Auch besäße die Behörde zum gegenwärtigen
Zeitpunkt »keine greifbaren Hinweise« auf andere verübte oder geplante
Anschläge auf jüdische Menschen oder Einrichtungen, die der
terroristischen Vereinigung »NSU« zugerechnet werden könnten. Aber, so
betont der Behördensprecher: »Wir stehen noch sehr, sehr am Anfang der
Ermittlungen.« Zu den ungeklärten Verbrechen, die jetzt von den
Landeskriminalämtern neu überprüft werden, gehören die beiden im
September und Dezember 1998 verübten Sprengstoffanschläge auf das Grab
von Heinz Galinski in Berlin, auf die Wehrmachtsausstellung im März
1999 in Saarbrücken sowie auf den jüdischen Friedhof in
Berlin-Charlottenburg im März 2002. Vieles liegt noch im Dunkeln.
TRIO Der 38-jährige Uwe
Mundlos und der 34 Jahre alte Uwe Böhnhardt waren Anfang November nach
einem Banküberfall im thüringischen Eisenach tot in einem Wohnmobil
aufgefunden worden. Beate Zschöpe stellte sich am Dienstag vergangener
Woche der Polizei. Der Ermittlungsrichter des Bundesgerichtshofs hat
gegen die 36-Jährige Haftbefehl wegen des dringenden Verdachts der
Gründung und Mitgliedschaft in einer terroristischen Vereinigung sowie
der besonders schweren Brandstiftung erlassen.
Bevor
sie vor fast 14 Jahren in den Untergrund verschwanden, bewegten sich
Mundlos, Böhnhardt und Zschöpe in der militanten Neonaziszene: in den
Reihen der »Kameradschaft Jena« und des »Thüringer Heimatschutzes«
(THS). An dessen Spitze stand mit Tino Brandt ein V-Mann des
Landesamtes für Verfassungsschutz in Thüringen. Auch nach dessen
Abtauchen traf sich Brandt nachweislich mehrfach mit dem Terror-Trio.
Die Rolle des Verfassungsschutzes ist eine der großen Fragen, die noch
aufzuklären ist.
Der Professorensohn Mundlos, ein glühender
Bewunderer des Hitler-Stellvertreters Rudolf Heß, galt als der
»Intellektuelle« des Trios, während Zschöpe von Szenekundigen als
»Mitläuferin« beschrieben wird.

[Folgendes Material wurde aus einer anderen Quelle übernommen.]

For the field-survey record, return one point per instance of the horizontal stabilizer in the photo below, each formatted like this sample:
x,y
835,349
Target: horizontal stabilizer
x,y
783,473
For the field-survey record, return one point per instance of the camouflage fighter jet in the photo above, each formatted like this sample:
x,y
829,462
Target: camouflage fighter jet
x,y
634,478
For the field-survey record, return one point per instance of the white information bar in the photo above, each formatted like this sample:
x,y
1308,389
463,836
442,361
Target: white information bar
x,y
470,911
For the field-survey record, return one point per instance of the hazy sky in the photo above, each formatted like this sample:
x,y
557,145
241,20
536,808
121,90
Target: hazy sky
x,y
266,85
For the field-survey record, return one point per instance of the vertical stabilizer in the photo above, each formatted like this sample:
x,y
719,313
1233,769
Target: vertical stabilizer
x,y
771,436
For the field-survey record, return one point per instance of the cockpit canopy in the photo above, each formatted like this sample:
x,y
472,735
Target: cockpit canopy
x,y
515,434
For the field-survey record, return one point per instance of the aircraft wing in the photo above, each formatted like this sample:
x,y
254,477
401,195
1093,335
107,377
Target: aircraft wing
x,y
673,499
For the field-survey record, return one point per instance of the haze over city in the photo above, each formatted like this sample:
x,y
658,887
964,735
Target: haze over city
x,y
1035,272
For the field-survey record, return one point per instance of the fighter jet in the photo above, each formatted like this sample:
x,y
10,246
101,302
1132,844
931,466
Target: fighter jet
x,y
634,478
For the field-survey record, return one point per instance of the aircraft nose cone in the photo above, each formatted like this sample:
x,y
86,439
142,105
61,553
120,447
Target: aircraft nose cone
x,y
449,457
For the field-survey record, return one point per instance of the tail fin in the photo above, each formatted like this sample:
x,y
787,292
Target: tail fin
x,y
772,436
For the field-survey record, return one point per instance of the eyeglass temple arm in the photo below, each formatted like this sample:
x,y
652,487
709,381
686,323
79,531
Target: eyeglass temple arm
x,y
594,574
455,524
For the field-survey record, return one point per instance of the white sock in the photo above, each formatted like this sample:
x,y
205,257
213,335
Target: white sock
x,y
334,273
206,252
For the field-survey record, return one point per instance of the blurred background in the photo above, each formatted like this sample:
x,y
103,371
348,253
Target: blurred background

Der Hilfsarbeiter Böhnhardt sei
schlicht gestrickt und ein Waffennarr gewesen. Seine erste
»öffentlichkeitswirksame« Aktion startete er im April 1996: Auf einer
Autobahnbrücke in Jena platzierte er einen Puppentorso, bekleidet mit
einem Sweatshirt mit gelben Judenstern. Umgehängt hatte Böhnhardt der
Puppe ein Schild mit der Aufschrift: »Vorsicht Bombe!« Unter anderem
wegen dieser Tat wurde er im Oktober 1997 zu einer Jugendstrafe von
zwei Jahren und drei Monaten verurteilt. Er und seine
Gesinnungsgenossen sollen auch hinter Briefbombenattrappen mit
Hakenkreuzen stehen, die Anfang 1997 bei der »Thüringische
Landeszeitung« sowie der Stadtverwaltung und der Polizeidirektion in
Jena auftauchten.
Im Herbst 1997 folgte die nächste Stufe der
Eskalation: Zwei rote Koffer, die mit einem Hakenkreuz auf weißem
Grund bemalt waren, wurden vor dem Theaterhaus und der Gedenkstätte
für den antifaschistischen Widerstand auf dem Nordfriedhof von Jena
gefunden. In dem einen Koffer befand sich eine glücklicherweise nicht
zündfähige Bombe mit zehn Gramm TNT, im anderen ein mit Benzin
gefüllter Kanister. Doch dann verlor sich die Spur: Obwohl die Polizei
Böhnhardt bereits observierte, verschwanden er, Mundlos und Zschöpe
Anfang 1998 für über ein Jahrzehnt von der Bildfläche. Welche Kontakte
und Unterstützer sie in ihrem Leben in der Illegalität hatten, bleibt
ebenfalls eine spannende Frage.
Bislang haben die
Ermittlungsbehörden nur einen mutmaßlichen Helfer ausfindig gemacht:
Wegen »des dringenden Verdachts der Unterstützung einer
terroristischen Vereinigung« wurde am Montag Haftbefehl gegen den
ebenfalls aus Jena stammenden und inzwischen in Niedersachsen lebenden
37-jährigen Holger G. erlassen.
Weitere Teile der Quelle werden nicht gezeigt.